Der Inhalt der Aussage des Zeugen R. findet Bestätigung in den Bekundungen der übrigen in 1. Instanz vernommenen Zeugen.
Der Zeuge H., der vor dem Zeugen R. Geschäftsführer und im übrigen neben der Beklagten auch Mitgesellschafter der Gemeinschuldnerin war, hat geschildert, dass die Beklagte bereits zu der Zeit, als er noch Geschäftsführer gewesen sei, viele der ihm obliegenden Aufgaben übernommen habe. Sämtliche eingehende Post habe die Beklagte abgeholt und bearbeitet. Überweisungen und Schecks, die er unterschrieben habe, habe sie vorgefertigt. Menüvorschläge seien von der Köchin gemacht und unmittelbar mit der Beklagten abgestimmt worden. Er sei dann im Frühjahr 1997 aus der Gesellschaft ausgeschieden und habe auch seine Geschäftsführertätigkeit tatsächlich eingestellt, obwohl er formell noch länger Geschäftsführer gewesen sei. Er sei dabei davon ausgegangen, dass die Beklagte als Steuerberaterin mehr Ahnung von der Geschäftsführung habe als er.
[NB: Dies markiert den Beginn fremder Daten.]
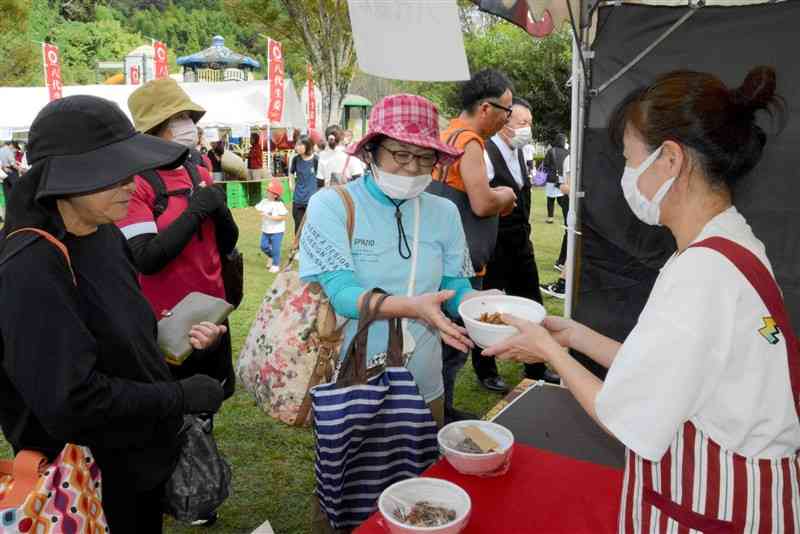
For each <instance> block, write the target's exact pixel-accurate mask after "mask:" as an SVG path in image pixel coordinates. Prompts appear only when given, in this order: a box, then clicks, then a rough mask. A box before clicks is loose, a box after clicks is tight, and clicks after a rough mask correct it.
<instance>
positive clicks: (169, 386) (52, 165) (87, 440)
mask: <svg viewBox="0 0 800 534" xmlns="http://www.w3.org/2000/svg"><path fill="white" fill-rule="evenodd" d="M29 139H30V142H29V145H28V147H29V153H28V154H29V162H30V163H31V168H30V170H29V171H28V172H27V173H26V175H25V179H24V180H22V181H20V182H19V184H17V185H16V186H15V187H14V189H13V191H12V193H11V195H10V197H9V198H8V204H7V212H6V215H7V217H6V226H5V228H4V236H3V239H2V240H0V299H2V302H3V309H2V311H0V334H1V335H2V349H3V351H2V360H0V362H2V365H0V427H2V430H3V434H4V435H5V437H6V439H7V440H8V441H9V442H10V443H11V445H12V447H13V448H14V451H15V452H19V451H20V450H33V451H38V452H41V453H42V454H44V455H45V456H46V457H47V458H48V459H49V460H50V461H52V460H53V459H54V458H55V457H56V456H57V455H58V454H59V452H60V451H61V450H62V449H63V447H64V446H65V444H66V443H73V444H77V445H84V446H88V447H90V448H91V453H92V455H93V458H92V459H91V460H87V461H96V462H97V465H98V467H99V468H100V471H101V473H102V508H103V511H104V513H105V518H106V519H107V521H108V527H109V530H110V531H111V532H113V533H114V534H126V533H131V534H133V533H136V534H139V533H144V532H146V533H148V534H149V533H155V534H158V533H159V532H161V531H162V525H161V523H162V512H161V510H162V508H161V504H160V501H161V497H162V494H163V485H164V483H165V481H166V480H167V478H169V476H170V475H171V474H172V470H173V469H174V467H175V463H176V461H177V456H178V453H179V451H180V438H179V435H178V432H179V430H180V428H181V426H182V422H183V415H184V414H185V413H209V412H210V413H213V412H215V411H216V410H217V409H218V408H219V406H220V405H221V403H222V396H223V392H222V388H221V386H220V384H219V382H218V381H216V380H214V379H213V378H211V377H208V376H202V375H197V376H194V377H191V378H188V379H185V380H181V381H180V382H175V381H173V379H172V377H171V376H170V372H169V369H167V365H166V362H165V361H164V358H163V356H162V355H161V351H160V350H159V347H158V343H157V341H156V331H157V325H156V319H155V316H154V315H153V313H152V311H151V309H150V306H149V305H148V303H147V301H146V300H145V299H144V297H143V296H142V293H141V290H140V288H139V284H138V281H137V273H136V270H135V269H134V267H133V265H132V263H131V257H130V251H129V249H128V247H127V243H126V241H125V238H124V237H123V235H122V233H121V232H120V231H119V229H118V228H117V227H116V226H115V225H114V224H113V223H114V222H115V221H117V220H119V219H121V218H122V217H124V216H125V214H126V212H127V209H128V204H129V202H130V199H131V195H132V193H133V189H134V186H133V180H132V176H133V175H135V174H138V173H140V172H142V171H144V170H146V169H151V168H162V167H174V166H176V165H179V164H180V163H181V162H183V160H184V159H185V158H186V153H187V151H186V149H185V148H184V147H182V146H180V145H177V144H175V143H169V142H165V141H162V140H160V139H158V138H155V137H150V136H145V135H141V134H138V133H137V132H136V131H135V130H134V129H133V125H131V123H130V121H129V120H128V119H127V117H126V116H125V115H124V114H123V113H122V111H121V110H120V109H119V108H118V107H117V106H116V105H115V104H114V103H112V102H109V101H107V100H103V99H100V98H96V97H91V96H84V95H81V96H70V97H66V98H62V99H59V100H56V101H53V102H51V103H50V104H48V105H47V106H45V108H44V109H43V110H42V111H41V112H40V113H39V115H38V116H37V117H36V119H35V120H34V122H33V124H32V125H31V130H30V134H29ZM224 333H225V329H224V327H217V326H216V325H212V324H209V323H203V324H201V325H196V326H195V327H193V328H192V330H191V331H190V332H189V333H188V336H189V338H190V342H191V343H192V345H193V346H194V347H195V348H198V349H202V348H206V347H209V346H212V345H213V344H215V343H216V342H217V340H218V339H219V337H220V336H221V335H223V334H224ZM65 483H67V485H68V481H65ZM86 491H89V490H86ZM99 491H100V490H99V489H98V490H97V491H96V492H95V493H94V495H93V497H94V498H95V499H99V498H100V494H99ZM59 499H61V501H60V502H59V506H60V507H62V508H63V509H64V510H65V512H64V513H65V514H67V513H72V514H78V513H79V512H77V511H74V512H73V511H71V510H72V509H73V507H74V509H75V510H78V509H79V508H80V509H82V510H85V506H86V503H84V502H81V503H77V502H73V501H74V499H75V497H74V492H64V493H63V494H62V495H60V496H59ZM90 504H91V503H90ZM81 507H83V508H81ZM68 511H69V512H68ZM83 513H84V514H85V513H86V512H85V511H84V512H83ZM76 517H77V516H76ZM48 519H49V518H48ZM103 527H104V525H102V522H101V524H99V528H100V529H101V531H102V529H103ZM60 531H61V529H59V532H60ZM65 531H66V530H65Z"/></svg>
Hieraus folgt, dass der Zeuge H. zur Zeit der Bestellung des Zeugen R. zum Geschäftsführer der Gemeinschuldnerin Geschäftsführertätigkeiten und entsprechenden Einfluß nicht mehr ausübte, und zwar weder als Geschäftsführer noch als Gesellschafter, sondern die Beklagte diese Aufgaben übernommen hatte. Der Einfluss der Beklagten auf die Geschicke der Gesellschaft war so stark, dass der Zeuge H. sich ihr gegenüber nicht in der Lage sah, seine Vorschläge und Veränderungswünsche durchzusetzen.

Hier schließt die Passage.